The average software application has more than $1m of trouble buried inside it, and government apps are the worst, says a software quality analyst.
In the largest study to date of the structural quality of IT applications, Cast Inc found that it would cost more than $1m (£668,000) to fix a conservative number of bugs that remain in an the average business application once it is running.
The cost of fixing these problems, often called technical debt, was a primary contributor to an application's cost of ownership, and a driver of the high cost of IT, Cast said.
The study also showed that applications in government agencies scored lowest in changeability, meaning they were harder to fix. Cast said this was probably why market analyst Gartner had found that governments spend 73% of their IT budgets on maintenance.

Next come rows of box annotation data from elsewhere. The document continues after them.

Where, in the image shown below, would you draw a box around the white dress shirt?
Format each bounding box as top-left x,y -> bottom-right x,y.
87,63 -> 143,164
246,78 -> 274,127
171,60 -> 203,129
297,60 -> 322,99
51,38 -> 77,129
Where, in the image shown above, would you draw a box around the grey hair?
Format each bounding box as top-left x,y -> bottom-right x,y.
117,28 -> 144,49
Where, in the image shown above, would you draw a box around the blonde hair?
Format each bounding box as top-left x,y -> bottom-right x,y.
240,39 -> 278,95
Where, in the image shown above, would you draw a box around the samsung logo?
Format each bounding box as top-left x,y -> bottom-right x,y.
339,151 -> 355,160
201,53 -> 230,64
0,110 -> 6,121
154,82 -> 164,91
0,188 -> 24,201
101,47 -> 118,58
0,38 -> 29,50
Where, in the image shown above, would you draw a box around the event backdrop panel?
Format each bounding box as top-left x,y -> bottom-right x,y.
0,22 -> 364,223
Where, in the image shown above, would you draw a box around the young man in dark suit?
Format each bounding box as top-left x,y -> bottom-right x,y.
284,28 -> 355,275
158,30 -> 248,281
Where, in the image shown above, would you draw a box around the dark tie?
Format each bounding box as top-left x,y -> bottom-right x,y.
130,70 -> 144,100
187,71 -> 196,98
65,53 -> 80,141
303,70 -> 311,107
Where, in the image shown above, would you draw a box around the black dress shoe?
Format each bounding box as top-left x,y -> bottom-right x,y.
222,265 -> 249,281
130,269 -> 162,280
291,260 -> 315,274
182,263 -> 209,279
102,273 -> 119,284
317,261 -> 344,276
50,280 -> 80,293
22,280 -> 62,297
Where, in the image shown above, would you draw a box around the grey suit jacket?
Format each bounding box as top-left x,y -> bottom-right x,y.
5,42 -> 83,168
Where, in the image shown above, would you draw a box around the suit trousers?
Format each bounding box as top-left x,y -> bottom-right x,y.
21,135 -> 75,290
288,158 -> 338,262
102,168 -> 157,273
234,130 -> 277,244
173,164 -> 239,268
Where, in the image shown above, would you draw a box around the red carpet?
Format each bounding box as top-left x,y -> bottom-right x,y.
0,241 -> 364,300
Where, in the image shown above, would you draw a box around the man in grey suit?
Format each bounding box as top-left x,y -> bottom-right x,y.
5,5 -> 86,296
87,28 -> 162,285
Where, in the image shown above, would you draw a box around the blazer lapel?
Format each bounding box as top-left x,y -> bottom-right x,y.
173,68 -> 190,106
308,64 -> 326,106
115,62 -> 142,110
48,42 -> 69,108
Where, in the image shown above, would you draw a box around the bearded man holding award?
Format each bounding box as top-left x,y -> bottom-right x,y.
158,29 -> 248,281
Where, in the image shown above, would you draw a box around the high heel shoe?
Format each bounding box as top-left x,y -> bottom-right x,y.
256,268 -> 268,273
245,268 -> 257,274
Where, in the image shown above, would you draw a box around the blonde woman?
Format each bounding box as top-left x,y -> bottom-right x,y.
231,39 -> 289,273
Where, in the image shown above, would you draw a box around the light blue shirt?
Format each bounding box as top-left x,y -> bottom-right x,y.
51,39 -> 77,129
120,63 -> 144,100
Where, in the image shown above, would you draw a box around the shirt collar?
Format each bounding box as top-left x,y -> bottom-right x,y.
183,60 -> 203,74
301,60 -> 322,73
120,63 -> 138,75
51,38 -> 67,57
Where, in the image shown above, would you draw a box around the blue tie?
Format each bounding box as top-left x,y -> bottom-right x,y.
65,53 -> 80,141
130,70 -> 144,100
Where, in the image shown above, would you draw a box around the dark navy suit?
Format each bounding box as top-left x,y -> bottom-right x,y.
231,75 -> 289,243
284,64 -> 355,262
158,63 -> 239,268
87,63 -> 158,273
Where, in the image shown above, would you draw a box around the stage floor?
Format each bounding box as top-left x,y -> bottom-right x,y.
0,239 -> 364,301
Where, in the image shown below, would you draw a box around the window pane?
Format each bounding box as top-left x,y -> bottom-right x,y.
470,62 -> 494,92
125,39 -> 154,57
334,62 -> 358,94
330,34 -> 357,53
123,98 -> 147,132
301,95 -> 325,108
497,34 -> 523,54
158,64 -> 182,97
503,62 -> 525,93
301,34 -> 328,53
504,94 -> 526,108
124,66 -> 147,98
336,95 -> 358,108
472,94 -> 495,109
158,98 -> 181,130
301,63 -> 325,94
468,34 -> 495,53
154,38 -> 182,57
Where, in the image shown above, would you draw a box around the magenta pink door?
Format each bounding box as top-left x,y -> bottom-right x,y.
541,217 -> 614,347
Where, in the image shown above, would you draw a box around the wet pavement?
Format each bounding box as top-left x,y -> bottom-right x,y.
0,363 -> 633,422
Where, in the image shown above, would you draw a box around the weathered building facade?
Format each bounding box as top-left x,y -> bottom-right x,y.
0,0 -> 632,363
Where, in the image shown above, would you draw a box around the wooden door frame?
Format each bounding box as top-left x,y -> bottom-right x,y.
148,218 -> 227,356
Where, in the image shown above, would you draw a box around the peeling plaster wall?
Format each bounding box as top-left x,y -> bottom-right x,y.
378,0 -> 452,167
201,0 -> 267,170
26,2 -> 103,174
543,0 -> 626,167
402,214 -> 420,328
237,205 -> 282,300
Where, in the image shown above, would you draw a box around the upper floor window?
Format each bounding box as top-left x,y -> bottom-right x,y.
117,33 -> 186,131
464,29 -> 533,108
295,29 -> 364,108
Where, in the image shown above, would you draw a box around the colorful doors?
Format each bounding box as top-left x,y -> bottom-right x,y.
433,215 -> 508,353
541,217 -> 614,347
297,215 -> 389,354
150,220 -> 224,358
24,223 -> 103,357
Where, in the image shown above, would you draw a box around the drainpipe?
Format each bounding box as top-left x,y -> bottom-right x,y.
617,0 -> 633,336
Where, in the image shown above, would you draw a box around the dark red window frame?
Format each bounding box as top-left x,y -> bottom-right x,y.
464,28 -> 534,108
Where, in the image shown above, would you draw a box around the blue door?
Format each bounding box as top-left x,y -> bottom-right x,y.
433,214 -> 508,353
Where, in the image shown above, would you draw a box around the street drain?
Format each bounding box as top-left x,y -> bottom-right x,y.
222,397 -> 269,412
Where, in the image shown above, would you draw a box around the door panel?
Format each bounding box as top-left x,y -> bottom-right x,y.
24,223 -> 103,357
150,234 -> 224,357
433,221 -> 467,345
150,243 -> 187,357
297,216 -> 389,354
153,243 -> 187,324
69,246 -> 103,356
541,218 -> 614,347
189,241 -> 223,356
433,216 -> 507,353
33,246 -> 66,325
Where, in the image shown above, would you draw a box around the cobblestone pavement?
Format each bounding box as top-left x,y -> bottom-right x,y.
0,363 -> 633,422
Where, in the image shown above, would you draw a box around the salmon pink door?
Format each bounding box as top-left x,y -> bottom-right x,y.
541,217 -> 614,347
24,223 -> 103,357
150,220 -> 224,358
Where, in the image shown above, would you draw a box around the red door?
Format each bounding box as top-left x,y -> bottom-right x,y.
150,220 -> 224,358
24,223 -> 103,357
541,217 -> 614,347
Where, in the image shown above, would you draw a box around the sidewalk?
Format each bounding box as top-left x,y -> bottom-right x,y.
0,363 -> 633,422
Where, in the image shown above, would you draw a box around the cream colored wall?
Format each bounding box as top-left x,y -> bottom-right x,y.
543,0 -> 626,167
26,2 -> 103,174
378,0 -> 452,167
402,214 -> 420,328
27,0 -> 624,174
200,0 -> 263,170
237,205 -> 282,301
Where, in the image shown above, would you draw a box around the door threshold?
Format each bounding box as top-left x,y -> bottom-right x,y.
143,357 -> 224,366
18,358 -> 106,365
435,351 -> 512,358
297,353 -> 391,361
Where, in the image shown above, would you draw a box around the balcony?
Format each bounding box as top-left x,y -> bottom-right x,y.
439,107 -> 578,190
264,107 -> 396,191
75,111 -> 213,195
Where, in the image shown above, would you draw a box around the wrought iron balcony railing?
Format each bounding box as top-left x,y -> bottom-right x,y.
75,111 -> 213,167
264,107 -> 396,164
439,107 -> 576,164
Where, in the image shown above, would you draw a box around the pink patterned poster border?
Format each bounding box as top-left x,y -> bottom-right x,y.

"There are many plausible explanations for this," said Bill Curtis, Cast's chief scientist and senior vice-president. "These include multiple contractors working on different parts of an application, contractual disincentives for delivering high quality software, and the need for better software acquisition practices and management."
Cast used automated analysis tools to measure the structural quality of 288 IT applications from 75 companies from a different industries. The study looked at some 108 million lines of code.
Based on data from the automated analysis, Cast estimated which problems would be fixed and how much it would cost, revealing an average cost of nearly $2.82 per line of code. The average-sized application in the survey had 374,000 lines of code, translating into technical debt of over $1,055,000 per application.
In Cast's sample, 75% of the government applications were outsourced compared to 51% of applications in the private sector.
Cast also found that the applications that IT consultancies build for their own internal use were much higher in quality and changeability than the ones they delivered to clients.
"The study showed that software quality scores tended to be highest where there was a business mandate, such as higher security scores for the core business applications that run financial services," said Curtis.
He said technical debt was a risk decision for IT executives. CIOs could invest in fixing bugs now, or risk outages, breaches, or other problems that could cost far more than the fix.
"In any event, technical debt represents waste, resources they could have invested in developing new competitive functionality rather than reacting to emergent problems," Curtis said.
The study also found big differences in the quality of code produced by different coding systems. SAP's ABAP created up to 30 times fewer violations than C or C++, and 10 times less than Microsoft's .Net, Cast found.